I'd say most SPSS-psychologists who try to learn R can get the hang of reading in data and running some basic analyses.

Plots though. Unlike t-tests and correlations, there's no straightforward functions for plotting "psychology plots" in R.

What are psychology plots? Mean plots with errorbars. And moderation graphs that hide the points.

That's what I'm doing in this post, but I'm also going to sneak in some boxplots because they're damn useful (and underrated) in psychology.

No SPSS in this post.

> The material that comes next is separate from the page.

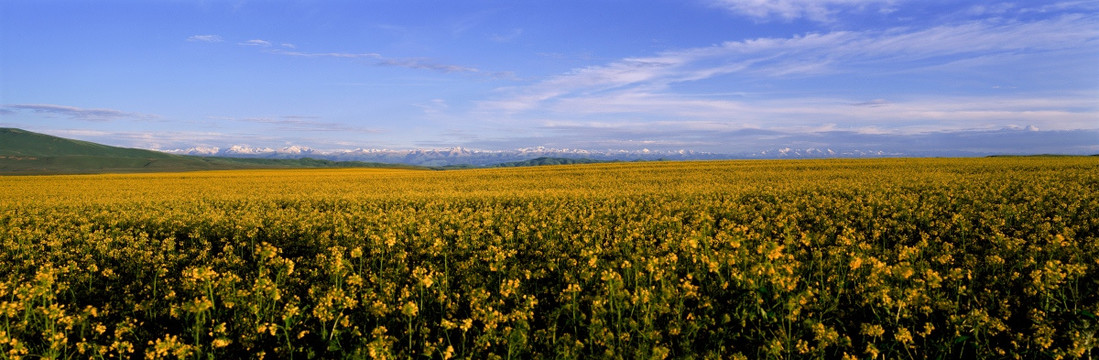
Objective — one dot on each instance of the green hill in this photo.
(26, 153)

Maybe later.

First, here's how you fake data.

set.seed(1)
faked <- data.frame(factor1 = rep(x = LETTERS[1:2],
                                  each = 50),
                    factor2 = rep(x = LETTERS[3:4],
                                  each = 25,
                                  times = 4),
                    outcome = c(rnorm(n = 25, mean = 4, sd = 1),
                                rnorm(n = 25, mean = 2, sd = 1),
                                rnorm(n = 25, mean = 4, sd = 1),
                                rnorm(n = 25, mean = 5, sd = 1))
)

Now here's a trusty boxplot for Factor 1.

boxplot(outcome ~ factor1, data = faked,
        ylab = "Outcome",
        xlab = "Factor 1")

Now Factor 1's means (± 1 standard error).

library(ggplot2)
ggplot(data = faked, aes(x = factor1, y = outcome, fill = factor1)) +
  stat_summary(fun.data = "mean_se", geom = "bar") +
  stat_summary(fun.data = "mean_se", geom = "errorbar", width = 0.1) +
  labs(x = "Factor 1", y = "Outcome", fill = "Factor 1")

Boxplots for Factor 2.

boxplot(outcome ~ factor2, data = faked,
        ylab = "Outcome",
        xlab = "Factor 2")

Now mean plots for Factor 2 (again, ± 1 standard error).

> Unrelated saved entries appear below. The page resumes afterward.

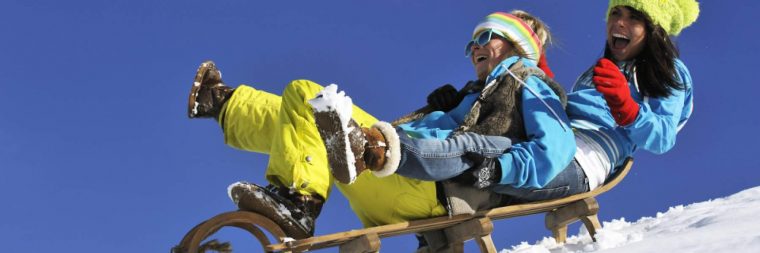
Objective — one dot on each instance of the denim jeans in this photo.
(572, 180)
(434, 159)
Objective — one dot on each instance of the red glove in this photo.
(612, 84)
(543, 65)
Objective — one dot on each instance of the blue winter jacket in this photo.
(654, 129)
(532, 164)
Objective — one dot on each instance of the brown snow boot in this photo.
(351, 149)
(295, 213)
(208, 93)
(349, 154)
(377, 150)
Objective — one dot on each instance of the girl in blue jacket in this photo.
(440, 146)
(640, 94)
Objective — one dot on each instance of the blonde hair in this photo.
(538, 26)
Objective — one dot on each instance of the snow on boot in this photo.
(208, 93)
(382, 152)
(347, 143)
(293, 212)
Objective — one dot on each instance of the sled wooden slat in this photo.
(559, 214)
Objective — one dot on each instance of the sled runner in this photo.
(458, 229)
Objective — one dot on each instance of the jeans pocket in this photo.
(551, 193)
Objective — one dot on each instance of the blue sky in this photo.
(97, 154)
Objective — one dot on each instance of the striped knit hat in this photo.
(515, 30)
(671, 15)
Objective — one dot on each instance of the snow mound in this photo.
(727, 224)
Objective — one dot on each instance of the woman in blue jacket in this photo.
(640, 94)
(444, 144)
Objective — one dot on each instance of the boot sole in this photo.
(253, 198)
(192, 104)
(339, 154)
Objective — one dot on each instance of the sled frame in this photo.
(458, 229)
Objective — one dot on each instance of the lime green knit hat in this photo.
(671, 15)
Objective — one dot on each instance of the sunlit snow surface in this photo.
(729, 224)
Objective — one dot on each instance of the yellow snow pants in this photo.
(283, 127)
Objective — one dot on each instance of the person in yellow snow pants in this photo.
(283, 127)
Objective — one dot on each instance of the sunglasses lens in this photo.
(468, 49)
(484, 37)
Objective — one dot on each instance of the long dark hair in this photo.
(655, 64)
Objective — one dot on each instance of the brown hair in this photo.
(538, 26)
(655, 64)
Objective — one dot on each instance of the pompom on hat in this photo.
(516, 31)
(671, 15)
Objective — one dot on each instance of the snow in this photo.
(727, 224)
(329, 99)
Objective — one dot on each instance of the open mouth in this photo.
(619, 41)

ggplot(data = faked, aes(x = factor2, y = outcome, fill = factor2)) +
  stat_summary(fun.data = "mean_se", geom = "bar") +
  stat_summary(fun.data = "mean_se", geom = "errorbar", width = 0.1) +
  labs(x = "Factor 2", y = "Outcome", fill = "Factor 2")

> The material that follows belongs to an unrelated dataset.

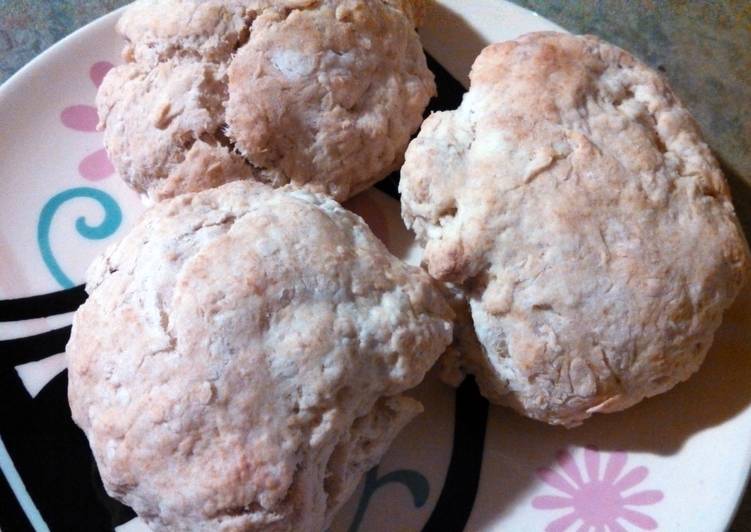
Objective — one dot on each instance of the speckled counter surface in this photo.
(704, 48)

Now things get a little fancier: interaction boxplots (Factor 1 x Factor 2).

boxplot(outcome ~ interaction(factor1, factor2, sep = " x "), data = faked,
        ylab = "Outcome",
        xlab = "Group")

Even fancier now: Mean bars for Factor 1 filled by levels of Factor 2.

ggplot(data = faked, aes(x = factor1, y = outcome, fill = factor2)) +
  stat_summary(fun.data = "mean_se", geom = "bar", position = position_dodge(1)) +
  stat_summary(fun.data = "mean_se", geom = "errorbar", position = position_dodge(1), width = 0.1) +
  labs(x = "Factor 1", y = "Outcome", fill = "Factor 2")

After this, the code for faking data gets really involved because I need to generate correlated data for within-subjects factors.

library(MASS)
set.seed(1)

# group A, .6 correlation between times, mean of time1 = 4 and time2 = 3
A <- mvrnorm(n = 100,
                  mu = c(4, 3),
                  Sigma = matrix(data = c(1,.5,
                                          .5,1),
                                 nrow = 2,
                                 ncol = 2,
                                 byrow = TRUE))

# group A, .6 correlation between times, mean of time1 = 4 and time2 = 5
B <- mvrnorm(n = 100,
                  mu = c(4, 5),
                  Sigma = matrix(data = c(1,.5,
                                          .5,1),
                                 nrow = 2,
                                 ncol = 2,
                                 byrow = TRUE))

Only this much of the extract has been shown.